Probing the heme iron coordination structure of pressure-induced cytochrome P420_cam

Cytochrome P450_cam was subjected to high pressures of 2.2 kbar, converting the enzyme to its inactive form, P420_cam. The resultant protein was characterized by electron paramagnetic resonance, magnetic circular dichroism, circular dichroism, and electronic absorption spectroscopy. A range of exogenous ligands has been employed to probe the coordination structure of P420_cam. The results suggest that conversion to P420_cam involves a conformational change which restricts the substrate binding site and/or alters the ligand access channel.

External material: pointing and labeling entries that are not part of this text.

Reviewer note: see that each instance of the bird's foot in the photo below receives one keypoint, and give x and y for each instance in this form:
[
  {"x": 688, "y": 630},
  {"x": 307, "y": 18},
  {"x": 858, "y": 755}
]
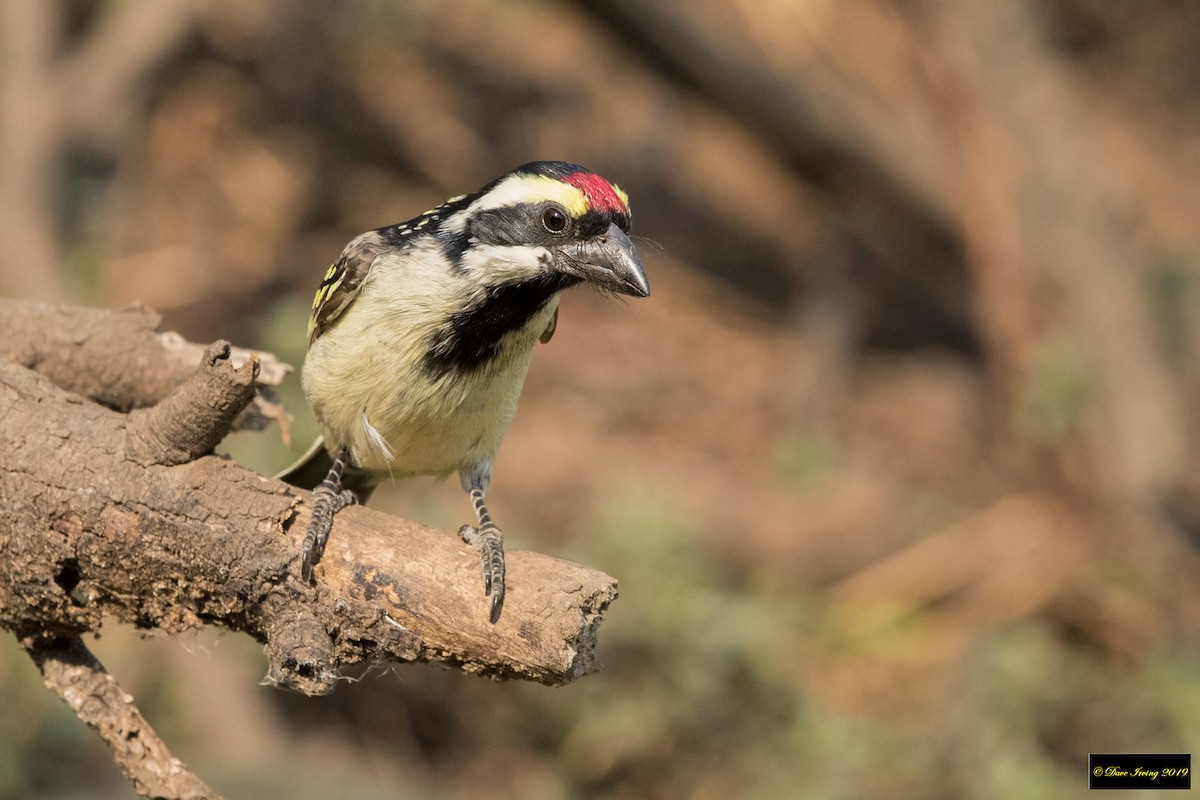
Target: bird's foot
[
  {"x": 325, "y": 503},
  {"x": 490, "y": 542}
]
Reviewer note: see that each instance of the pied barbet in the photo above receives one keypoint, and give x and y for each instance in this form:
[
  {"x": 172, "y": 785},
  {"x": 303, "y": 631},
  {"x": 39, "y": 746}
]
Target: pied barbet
[{"x": 421, "y": 335}]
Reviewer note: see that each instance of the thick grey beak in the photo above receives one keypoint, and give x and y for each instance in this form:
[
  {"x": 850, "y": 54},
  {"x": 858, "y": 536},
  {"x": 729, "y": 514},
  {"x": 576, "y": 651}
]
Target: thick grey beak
[{"x": 610, "y": 262}]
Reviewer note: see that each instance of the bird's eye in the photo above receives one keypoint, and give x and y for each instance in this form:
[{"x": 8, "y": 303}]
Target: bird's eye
[{"x": 555, "y": 220}]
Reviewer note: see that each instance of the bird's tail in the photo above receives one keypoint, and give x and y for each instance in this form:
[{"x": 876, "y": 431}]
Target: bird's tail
[{"x": 311, "y": 469}]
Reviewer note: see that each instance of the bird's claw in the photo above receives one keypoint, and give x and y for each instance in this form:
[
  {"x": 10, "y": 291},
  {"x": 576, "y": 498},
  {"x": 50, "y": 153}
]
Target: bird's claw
[
  {"x": 324, "y": 505},
  {"x": 490, "y": 542}
]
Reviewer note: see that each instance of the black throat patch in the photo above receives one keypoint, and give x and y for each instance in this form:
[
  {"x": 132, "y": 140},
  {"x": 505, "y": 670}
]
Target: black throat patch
[{"x": 471, "y": 338}]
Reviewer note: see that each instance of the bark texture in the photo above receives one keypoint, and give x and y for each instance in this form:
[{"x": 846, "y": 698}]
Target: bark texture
[{"x": 105, "y": 513}]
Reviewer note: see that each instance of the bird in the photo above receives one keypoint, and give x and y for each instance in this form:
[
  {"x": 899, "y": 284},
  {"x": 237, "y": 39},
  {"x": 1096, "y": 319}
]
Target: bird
[{"x": 421, "y": 334}]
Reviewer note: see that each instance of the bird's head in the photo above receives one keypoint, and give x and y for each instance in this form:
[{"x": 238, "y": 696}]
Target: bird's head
[{"x": 546, "y": 221}]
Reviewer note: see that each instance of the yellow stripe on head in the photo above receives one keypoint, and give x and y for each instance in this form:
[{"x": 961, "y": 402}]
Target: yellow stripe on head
[{"x": 534, "y": 188}]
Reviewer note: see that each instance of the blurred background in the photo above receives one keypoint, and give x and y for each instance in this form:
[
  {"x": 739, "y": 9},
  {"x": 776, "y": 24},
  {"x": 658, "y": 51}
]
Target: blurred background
[{"x": 898, "y": 468}]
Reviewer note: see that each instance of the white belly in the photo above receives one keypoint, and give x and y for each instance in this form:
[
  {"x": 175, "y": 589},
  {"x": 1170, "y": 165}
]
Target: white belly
[{"x": 396, "y": 417}]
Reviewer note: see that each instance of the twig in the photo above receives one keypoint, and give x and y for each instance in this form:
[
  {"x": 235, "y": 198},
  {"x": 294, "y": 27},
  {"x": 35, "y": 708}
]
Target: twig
[{"x": 75, "y": 674}]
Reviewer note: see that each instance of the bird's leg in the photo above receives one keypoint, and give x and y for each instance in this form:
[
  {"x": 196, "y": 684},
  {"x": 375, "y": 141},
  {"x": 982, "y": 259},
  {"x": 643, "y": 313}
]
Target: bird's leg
[
  {"x": 487, "y": 539},
  {"x": 328, "y": 499}
]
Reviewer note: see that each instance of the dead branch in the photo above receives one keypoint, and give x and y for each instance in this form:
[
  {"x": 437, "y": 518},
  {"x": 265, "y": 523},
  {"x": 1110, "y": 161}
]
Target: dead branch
[
  {"x": 105, "y": 513},
  {"x": 119, "y": 359},
  {"x": 75, "y": 674}
]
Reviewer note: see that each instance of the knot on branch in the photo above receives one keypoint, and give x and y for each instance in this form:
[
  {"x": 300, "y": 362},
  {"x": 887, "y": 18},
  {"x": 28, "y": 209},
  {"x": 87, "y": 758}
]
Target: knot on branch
[{"x": 195, "y": 417}]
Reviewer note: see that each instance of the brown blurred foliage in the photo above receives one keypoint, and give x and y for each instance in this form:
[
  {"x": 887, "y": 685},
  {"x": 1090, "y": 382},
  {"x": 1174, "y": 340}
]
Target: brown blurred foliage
[{"x": 898, "y": 467}]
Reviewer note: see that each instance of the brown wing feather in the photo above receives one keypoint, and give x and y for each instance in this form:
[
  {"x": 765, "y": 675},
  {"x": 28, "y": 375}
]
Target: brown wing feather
[{"x": 342, "y": 282}]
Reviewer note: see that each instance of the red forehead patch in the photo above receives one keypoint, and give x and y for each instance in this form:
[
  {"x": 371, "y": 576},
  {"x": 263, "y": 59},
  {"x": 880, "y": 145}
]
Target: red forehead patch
[{"x": 599, "y": 192}]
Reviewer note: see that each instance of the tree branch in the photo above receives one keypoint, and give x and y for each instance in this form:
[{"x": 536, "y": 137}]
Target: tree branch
[
  {"x": 75, "y": 674},
  {"x": 105, "y": 513}
]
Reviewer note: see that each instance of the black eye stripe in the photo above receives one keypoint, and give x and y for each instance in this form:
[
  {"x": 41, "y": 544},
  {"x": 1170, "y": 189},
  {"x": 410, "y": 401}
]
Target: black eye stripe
[{"x": 555, "y": 220}]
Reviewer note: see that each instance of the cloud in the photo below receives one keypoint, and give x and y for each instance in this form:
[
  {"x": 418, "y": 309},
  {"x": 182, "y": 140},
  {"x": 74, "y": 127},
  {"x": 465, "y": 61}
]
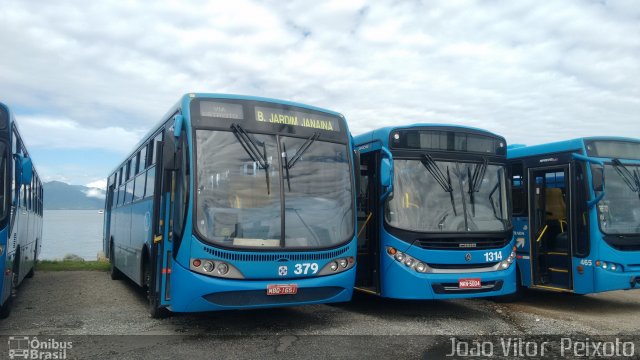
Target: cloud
[
  {"x": 99, "y": 74},
  {"x": 95, "y": 193}
]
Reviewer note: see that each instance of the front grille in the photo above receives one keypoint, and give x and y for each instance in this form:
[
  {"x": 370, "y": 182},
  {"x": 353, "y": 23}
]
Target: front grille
[
  {"x": 452, "y": 288},
  {"x": 261, "y": 257},
  {"x": 458, "y": 244},
  {"x": 260, "y": 297},
  {"x": 462, "y": 266}
]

The reduction potential of P420_cam is essentially the same in the presence or absence of camphor (-211 ±10 and -210 ±15 mV, respectively). Thus, the well-documented thermodynamic regulation of enzymatic activity for P450_cam in which the reduction potential is coupled to camphor binding is not found with P420_cam. Further, cyanide binds more tightly to P420_cam (k_d = 1.1 ± 0.1 mM) than to P450_cam (k_d = 4.6 ±0.2 mM), reflecting a weakened iron-sulfur ligation. Spectral evidence reported herein for P420_cam as well as results from a parallel investigation of the spectroscopically related inactive form of chloroperoxidase lead to the conclusion that a sulfur-derived proximal ligand is coordinated to the heme of ferric cytochrome P420_cam.